Previous studies on respiratory viruses in South Korea over a long period have focused on the comparison before and during the COVID-19 quarantine system (15, 16, 17). However, our study is consequential because it provides findings regarding respiratory viruses before and after the implementation of control measures for COVID-19. However, further studies are needed to examine respiratory virus characteristics that have changed during the COVID-19 pandemic. For example, in the case of hBoV and hRV, whose detection rates have increased, unlike other viruses, during the COVID-19 pandemic, further research is needed to determine whether they show different genetic characteristics from previous epidemics.
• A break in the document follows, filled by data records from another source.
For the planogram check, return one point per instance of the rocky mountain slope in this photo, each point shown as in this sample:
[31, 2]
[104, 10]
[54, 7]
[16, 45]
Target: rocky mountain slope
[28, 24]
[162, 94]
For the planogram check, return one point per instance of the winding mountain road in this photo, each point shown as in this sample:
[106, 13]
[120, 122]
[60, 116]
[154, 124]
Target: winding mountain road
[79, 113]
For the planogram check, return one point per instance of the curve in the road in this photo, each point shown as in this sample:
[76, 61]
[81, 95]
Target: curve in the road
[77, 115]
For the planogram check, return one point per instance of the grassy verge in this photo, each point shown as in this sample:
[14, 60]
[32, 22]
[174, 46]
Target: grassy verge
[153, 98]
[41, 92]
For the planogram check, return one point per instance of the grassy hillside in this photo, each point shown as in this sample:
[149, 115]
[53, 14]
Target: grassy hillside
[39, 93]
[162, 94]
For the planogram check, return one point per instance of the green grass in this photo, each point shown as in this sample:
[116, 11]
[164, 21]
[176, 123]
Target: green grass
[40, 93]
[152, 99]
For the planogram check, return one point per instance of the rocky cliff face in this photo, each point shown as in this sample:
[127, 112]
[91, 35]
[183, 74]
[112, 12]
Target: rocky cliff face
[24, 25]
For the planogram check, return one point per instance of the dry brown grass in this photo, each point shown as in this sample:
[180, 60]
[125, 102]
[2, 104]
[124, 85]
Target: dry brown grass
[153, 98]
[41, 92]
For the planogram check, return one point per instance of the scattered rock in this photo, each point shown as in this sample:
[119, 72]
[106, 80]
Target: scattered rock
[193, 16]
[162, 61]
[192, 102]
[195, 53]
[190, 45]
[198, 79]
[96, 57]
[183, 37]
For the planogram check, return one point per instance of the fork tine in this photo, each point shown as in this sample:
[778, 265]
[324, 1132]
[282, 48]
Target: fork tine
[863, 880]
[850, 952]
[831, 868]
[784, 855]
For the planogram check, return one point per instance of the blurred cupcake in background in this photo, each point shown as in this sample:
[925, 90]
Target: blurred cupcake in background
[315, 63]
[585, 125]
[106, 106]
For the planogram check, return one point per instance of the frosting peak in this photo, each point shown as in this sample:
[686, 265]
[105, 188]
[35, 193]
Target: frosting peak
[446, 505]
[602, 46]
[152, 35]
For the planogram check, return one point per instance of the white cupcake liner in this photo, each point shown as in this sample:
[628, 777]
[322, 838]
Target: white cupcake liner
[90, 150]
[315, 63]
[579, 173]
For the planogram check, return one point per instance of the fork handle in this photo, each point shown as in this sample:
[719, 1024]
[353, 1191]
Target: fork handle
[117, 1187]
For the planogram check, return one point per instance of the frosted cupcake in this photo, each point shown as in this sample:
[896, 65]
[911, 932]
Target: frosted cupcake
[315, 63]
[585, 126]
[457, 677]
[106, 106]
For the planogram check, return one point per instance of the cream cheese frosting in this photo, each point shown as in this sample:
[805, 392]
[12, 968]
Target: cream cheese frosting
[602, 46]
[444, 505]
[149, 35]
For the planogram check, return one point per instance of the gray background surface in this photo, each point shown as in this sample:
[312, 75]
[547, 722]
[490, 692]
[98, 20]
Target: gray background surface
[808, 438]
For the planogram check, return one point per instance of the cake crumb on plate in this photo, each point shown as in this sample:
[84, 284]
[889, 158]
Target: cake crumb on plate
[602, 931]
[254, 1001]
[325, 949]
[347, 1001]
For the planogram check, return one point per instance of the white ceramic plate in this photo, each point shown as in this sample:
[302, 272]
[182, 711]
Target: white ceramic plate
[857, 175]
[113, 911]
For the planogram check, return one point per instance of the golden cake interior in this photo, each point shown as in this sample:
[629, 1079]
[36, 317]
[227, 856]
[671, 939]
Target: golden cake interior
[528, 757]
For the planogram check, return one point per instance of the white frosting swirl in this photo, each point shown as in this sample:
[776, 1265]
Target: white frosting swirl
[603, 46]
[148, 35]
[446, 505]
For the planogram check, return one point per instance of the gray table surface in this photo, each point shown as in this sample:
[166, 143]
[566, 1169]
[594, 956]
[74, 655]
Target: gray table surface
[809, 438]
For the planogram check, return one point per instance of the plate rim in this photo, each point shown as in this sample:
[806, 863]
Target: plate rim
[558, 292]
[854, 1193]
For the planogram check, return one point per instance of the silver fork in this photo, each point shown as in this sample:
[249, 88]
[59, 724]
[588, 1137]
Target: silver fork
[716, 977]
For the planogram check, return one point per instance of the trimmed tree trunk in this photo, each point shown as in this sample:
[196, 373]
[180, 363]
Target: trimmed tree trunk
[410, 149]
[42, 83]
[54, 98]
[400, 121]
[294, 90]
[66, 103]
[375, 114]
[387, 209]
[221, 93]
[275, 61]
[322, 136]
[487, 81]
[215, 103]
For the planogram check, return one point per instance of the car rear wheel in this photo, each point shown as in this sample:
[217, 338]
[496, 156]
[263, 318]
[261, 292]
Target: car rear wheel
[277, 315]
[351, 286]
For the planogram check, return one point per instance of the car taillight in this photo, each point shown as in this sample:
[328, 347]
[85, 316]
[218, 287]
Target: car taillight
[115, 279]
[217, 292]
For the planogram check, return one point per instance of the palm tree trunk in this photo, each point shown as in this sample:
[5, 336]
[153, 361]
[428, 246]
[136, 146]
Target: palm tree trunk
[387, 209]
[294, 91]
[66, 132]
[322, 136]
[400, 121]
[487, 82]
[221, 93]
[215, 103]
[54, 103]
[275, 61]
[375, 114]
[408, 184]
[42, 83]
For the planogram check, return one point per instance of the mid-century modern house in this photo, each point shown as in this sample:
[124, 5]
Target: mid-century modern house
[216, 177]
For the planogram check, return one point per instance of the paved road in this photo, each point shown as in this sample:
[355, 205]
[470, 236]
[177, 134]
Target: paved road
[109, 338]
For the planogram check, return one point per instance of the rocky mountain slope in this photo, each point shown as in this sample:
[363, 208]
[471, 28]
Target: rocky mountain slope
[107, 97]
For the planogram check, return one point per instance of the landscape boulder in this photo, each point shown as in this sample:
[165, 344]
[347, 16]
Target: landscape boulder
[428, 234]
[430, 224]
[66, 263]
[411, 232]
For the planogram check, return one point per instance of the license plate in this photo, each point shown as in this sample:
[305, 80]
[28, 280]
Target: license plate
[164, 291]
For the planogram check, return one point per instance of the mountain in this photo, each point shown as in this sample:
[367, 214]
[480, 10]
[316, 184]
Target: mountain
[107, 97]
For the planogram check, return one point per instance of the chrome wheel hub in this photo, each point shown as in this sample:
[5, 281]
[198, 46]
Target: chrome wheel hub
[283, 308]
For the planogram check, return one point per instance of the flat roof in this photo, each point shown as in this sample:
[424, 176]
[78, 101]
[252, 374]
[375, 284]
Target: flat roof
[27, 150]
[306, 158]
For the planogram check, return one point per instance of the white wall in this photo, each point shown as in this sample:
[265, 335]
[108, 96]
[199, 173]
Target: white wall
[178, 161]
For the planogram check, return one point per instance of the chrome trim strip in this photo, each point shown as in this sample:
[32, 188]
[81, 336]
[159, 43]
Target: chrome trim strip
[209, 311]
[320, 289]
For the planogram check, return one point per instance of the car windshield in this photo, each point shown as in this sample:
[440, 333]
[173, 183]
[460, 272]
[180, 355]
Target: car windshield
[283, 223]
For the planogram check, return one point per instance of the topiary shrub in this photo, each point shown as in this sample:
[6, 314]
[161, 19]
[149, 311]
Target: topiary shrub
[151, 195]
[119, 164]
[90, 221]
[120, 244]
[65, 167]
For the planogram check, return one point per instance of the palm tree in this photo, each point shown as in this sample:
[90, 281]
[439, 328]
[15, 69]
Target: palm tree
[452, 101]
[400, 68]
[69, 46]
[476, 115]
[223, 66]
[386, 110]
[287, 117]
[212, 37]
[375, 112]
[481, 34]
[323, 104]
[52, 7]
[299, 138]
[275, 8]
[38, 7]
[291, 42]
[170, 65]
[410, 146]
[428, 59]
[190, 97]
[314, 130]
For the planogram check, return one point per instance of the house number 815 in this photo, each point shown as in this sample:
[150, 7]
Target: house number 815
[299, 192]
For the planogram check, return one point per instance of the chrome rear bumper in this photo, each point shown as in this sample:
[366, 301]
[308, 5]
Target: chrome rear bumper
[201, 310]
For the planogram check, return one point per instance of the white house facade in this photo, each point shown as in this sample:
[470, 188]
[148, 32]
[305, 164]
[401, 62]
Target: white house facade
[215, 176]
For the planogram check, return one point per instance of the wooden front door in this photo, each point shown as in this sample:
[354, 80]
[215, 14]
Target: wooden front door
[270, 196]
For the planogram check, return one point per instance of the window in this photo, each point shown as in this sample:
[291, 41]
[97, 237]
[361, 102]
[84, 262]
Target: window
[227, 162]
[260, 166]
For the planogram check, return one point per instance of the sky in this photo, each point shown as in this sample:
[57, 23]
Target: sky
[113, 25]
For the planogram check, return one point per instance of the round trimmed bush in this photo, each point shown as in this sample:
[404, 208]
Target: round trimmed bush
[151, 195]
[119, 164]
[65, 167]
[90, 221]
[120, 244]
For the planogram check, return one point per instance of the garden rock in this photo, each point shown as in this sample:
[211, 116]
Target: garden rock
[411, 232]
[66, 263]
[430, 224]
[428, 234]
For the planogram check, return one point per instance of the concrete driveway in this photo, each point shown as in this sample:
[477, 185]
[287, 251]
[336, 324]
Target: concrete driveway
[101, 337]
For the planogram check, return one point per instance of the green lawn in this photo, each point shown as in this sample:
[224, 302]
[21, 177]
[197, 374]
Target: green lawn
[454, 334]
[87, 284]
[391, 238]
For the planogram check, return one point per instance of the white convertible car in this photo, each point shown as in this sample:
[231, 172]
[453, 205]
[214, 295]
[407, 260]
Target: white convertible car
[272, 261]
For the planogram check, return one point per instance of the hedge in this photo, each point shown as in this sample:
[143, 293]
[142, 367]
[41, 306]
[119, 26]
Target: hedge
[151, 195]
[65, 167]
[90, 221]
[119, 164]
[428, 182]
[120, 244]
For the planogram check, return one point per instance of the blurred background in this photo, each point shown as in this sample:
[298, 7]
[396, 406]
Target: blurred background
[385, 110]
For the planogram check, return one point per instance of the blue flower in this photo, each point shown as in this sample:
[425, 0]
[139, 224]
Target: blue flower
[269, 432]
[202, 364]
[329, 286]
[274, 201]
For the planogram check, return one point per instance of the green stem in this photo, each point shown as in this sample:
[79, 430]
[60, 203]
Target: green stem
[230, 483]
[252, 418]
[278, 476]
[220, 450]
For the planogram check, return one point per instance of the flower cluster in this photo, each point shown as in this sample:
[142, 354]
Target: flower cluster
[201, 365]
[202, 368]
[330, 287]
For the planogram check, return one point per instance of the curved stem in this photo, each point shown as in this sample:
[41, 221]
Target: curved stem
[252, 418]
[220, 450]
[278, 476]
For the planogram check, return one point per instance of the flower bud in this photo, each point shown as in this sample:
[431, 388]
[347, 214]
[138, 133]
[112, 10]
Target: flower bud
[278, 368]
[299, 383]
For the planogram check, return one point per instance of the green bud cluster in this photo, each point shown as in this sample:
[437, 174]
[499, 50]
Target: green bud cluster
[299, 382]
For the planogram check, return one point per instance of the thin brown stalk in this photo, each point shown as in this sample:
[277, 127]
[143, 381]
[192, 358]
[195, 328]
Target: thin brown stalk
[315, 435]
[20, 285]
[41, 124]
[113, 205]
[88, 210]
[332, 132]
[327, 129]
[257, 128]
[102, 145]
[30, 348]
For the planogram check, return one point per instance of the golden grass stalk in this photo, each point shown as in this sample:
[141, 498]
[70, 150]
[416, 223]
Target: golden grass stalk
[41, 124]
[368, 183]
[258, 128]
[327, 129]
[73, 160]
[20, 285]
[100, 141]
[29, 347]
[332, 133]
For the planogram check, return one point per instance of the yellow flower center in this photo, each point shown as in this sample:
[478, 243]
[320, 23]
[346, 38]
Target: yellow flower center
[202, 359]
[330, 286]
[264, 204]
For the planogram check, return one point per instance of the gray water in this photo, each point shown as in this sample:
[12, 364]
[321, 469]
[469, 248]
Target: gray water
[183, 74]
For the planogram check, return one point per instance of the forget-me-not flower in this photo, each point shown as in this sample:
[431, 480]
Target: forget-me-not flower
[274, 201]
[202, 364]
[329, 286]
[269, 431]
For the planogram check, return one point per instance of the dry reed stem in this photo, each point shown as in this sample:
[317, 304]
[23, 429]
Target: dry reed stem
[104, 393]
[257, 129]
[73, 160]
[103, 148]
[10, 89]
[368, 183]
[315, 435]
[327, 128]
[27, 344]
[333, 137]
However, the limitations of this study include the regional limitations of Gwangju and the fact that samples were collected from small hospitals and clinics. Our study offers valuable insights into the long-term trends of respiratory virus circulation in our region. However, a significant limitation lies in interpreting detection rates, particularly during the COVID-19 pandemic. During this period, diagnostic resources were predominantly allocated towards SARS-CoV-2 testing. Patients presenting with respiratory symptoms were often screened first for COVID-19, and if positive, further testing for other respiratory viruses may have been given lower priority. This likely led to an underestimate of the true prevalence of non-SARS-CoV-2 respiratory viruses. This phenomenon isn't unique to our study; similar trends have been observed worldwide, with a dramatic decrease in the detection of common respiratory viruses like influenza and RSV during intense COVID-19 activity (30, 31).
While non-pharmaceutical interventions (NPIs) certainly played a role, the impact of these altered testing strategies on surveillance data cannot be overlooked. Therefore, when interpreting shifts in respiratory virus patterns observed in our data during the COVID-19 pandemic, the potential influence of diagnostic prioritization is a crucial consideration. The lower detection rates for non-SARS-CoV-2 viruses during this time may not solely reflect a reduction in viral circulation, but also arise from altered testing algorithms and reduced diagnostic throughput for other pathogens. Nevertheless, it is crucial to analyze the patterns of viruses that have been prevalent in a region for a decade to obtain fundamental data on the epidemiology of the virus.
In conclusion, the prevalence of respiratory viruses in the community showed a constant pattern, whereas the existing pattern changed owing to environmental factors, such as the emergence of new viruses. Therefore, we need to continue to examine future respiratory virus patterns, including post-COVID-19, to develop a better system of measures to prevent and control respiratory viral infections.